Here in Switzerland we had our own challenges with Credit Suisse experiencing a volatile week, which required the Swiss National Bank to get involved and extend a USD 50 billion loan to the bank.


For the month of January and February, we are up 6.6% and an estimated 3.2%. We continue to have an annualized outperformance of 21.3% (vs BGCI) and 14.1% (vs BTC) at a strongly reduced annualized volatility of 29.9% vs 80.4% (for BGCI) and 67.1% (for BTC). The market (BCGI) was up 42.1% and 0.4%, with BTC 38.7% and 2%. During January we had an overweighed portfolio of “defensive” vs “offensive” positions, in light of the ongoing Genesis bankruptcy. Since then, we have been repositioning ourselves more into “midfield” and “offensive” investments, while also investing in new complementing strategies.

A quick side note for our US fund investors: you can find the annual PFIC tax information for 2022 required for tax purposes here.
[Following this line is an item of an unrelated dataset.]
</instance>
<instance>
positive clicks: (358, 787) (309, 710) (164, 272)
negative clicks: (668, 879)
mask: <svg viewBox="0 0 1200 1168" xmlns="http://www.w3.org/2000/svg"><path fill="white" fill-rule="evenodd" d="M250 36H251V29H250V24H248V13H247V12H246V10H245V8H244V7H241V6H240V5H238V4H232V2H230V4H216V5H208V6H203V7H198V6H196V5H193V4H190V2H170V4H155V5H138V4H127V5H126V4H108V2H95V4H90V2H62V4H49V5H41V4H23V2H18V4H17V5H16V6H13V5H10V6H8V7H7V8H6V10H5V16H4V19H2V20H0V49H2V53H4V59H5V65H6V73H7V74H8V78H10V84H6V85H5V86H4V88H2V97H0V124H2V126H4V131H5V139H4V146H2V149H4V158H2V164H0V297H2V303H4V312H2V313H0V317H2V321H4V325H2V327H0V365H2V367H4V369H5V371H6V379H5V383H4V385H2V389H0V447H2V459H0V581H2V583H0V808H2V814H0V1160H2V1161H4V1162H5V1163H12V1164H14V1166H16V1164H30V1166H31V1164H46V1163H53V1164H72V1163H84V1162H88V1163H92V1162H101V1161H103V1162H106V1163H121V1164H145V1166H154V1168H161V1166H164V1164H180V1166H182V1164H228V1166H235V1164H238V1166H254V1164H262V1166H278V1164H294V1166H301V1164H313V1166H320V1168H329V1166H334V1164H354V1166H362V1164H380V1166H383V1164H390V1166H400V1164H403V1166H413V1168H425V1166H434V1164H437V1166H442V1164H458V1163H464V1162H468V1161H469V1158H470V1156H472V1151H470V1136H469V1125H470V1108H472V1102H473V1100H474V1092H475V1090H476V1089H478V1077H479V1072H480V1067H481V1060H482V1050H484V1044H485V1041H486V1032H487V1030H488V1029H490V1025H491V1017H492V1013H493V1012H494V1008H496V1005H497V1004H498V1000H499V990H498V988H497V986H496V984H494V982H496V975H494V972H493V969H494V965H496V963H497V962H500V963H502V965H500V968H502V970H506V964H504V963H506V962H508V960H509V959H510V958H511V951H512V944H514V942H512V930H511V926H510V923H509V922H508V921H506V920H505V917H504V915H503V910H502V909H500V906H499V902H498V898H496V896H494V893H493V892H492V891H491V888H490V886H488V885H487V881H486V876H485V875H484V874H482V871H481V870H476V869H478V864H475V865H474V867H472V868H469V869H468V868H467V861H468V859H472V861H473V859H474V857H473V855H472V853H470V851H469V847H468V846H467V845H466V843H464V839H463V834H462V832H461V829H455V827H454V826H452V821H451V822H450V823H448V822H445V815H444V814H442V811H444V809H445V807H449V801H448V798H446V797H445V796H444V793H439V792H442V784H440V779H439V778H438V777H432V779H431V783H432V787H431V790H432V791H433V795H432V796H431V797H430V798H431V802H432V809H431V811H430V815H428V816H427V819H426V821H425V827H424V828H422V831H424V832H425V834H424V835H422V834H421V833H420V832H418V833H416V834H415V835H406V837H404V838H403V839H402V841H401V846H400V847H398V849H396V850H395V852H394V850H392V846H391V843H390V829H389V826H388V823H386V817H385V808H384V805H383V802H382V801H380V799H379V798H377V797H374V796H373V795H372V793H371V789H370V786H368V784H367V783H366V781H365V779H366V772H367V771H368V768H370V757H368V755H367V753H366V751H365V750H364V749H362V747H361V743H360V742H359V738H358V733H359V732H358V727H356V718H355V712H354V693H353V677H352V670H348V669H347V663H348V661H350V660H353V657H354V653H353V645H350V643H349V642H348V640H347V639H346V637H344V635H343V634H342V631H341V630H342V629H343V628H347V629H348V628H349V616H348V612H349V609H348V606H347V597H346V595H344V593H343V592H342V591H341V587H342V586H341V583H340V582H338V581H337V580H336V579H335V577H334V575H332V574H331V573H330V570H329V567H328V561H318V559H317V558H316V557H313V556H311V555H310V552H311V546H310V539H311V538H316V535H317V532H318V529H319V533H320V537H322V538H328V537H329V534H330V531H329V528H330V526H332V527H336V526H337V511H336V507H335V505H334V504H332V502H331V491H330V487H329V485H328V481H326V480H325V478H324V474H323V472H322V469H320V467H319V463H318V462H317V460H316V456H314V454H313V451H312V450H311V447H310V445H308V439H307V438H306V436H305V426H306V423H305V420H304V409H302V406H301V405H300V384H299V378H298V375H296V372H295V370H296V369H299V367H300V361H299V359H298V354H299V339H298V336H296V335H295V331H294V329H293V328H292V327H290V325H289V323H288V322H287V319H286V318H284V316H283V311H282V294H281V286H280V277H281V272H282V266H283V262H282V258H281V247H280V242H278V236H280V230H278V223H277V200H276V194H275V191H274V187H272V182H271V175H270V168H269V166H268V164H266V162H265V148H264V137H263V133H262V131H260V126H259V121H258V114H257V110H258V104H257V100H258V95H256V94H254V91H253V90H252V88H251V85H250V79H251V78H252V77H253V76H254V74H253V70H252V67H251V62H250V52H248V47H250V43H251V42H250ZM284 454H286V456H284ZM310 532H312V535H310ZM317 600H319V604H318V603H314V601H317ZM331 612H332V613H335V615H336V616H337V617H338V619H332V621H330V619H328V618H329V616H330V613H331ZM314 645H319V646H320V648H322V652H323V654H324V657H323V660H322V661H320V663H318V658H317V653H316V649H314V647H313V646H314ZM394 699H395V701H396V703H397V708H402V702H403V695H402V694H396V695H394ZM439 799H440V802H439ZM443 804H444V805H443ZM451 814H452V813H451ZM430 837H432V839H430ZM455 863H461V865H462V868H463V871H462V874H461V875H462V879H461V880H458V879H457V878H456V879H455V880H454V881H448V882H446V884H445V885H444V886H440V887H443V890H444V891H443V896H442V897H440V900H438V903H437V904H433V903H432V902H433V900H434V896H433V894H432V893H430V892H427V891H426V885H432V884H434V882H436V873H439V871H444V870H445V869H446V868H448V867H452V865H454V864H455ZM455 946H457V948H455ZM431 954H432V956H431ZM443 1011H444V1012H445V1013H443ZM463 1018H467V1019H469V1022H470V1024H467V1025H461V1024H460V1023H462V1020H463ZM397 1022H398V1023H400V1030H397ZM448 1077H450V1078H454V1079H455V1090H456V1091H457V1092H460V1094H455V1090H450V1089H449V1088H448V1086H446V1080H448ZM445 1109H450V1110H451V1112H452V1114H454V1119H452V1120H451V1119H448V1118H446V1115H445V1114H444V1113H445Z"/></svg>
On the application side of blockchain technology, Goldman Sachs underwrote a USD 100 million bond offering with Santander and Société Générale. Meanwhile in China, China Construction Bank issued USD 4.2 Billion in credit to 2 million customers so far. We are seeing regulatory headwinds for the industry in the US currently: for ex. Kraken staking services was shut down for US investors, and Paxos had to stop issuing the stablecoin BUSD (Binance’s stablecoin). While in Hong Kong, the government has reopened trading of certain "large-cap tokens" for retail investors, after banning it previously. The Asian market has been seizing the opportunity in trying to attract more firms in the space (again) and is shaping up to play a stronger role in this industry’s future. This is also why we are in the process of making an additional investment in a fund manager based out of Singapore and Hong Kong to make sure to not be left out by developments happening in the East. We will then have fund managers based out of the US, England, Holland, Monaco, Switzerland, Singapore and Hong Kong.

On that note, I’ll leave you with the adjusted proverb: “Go east, young man”.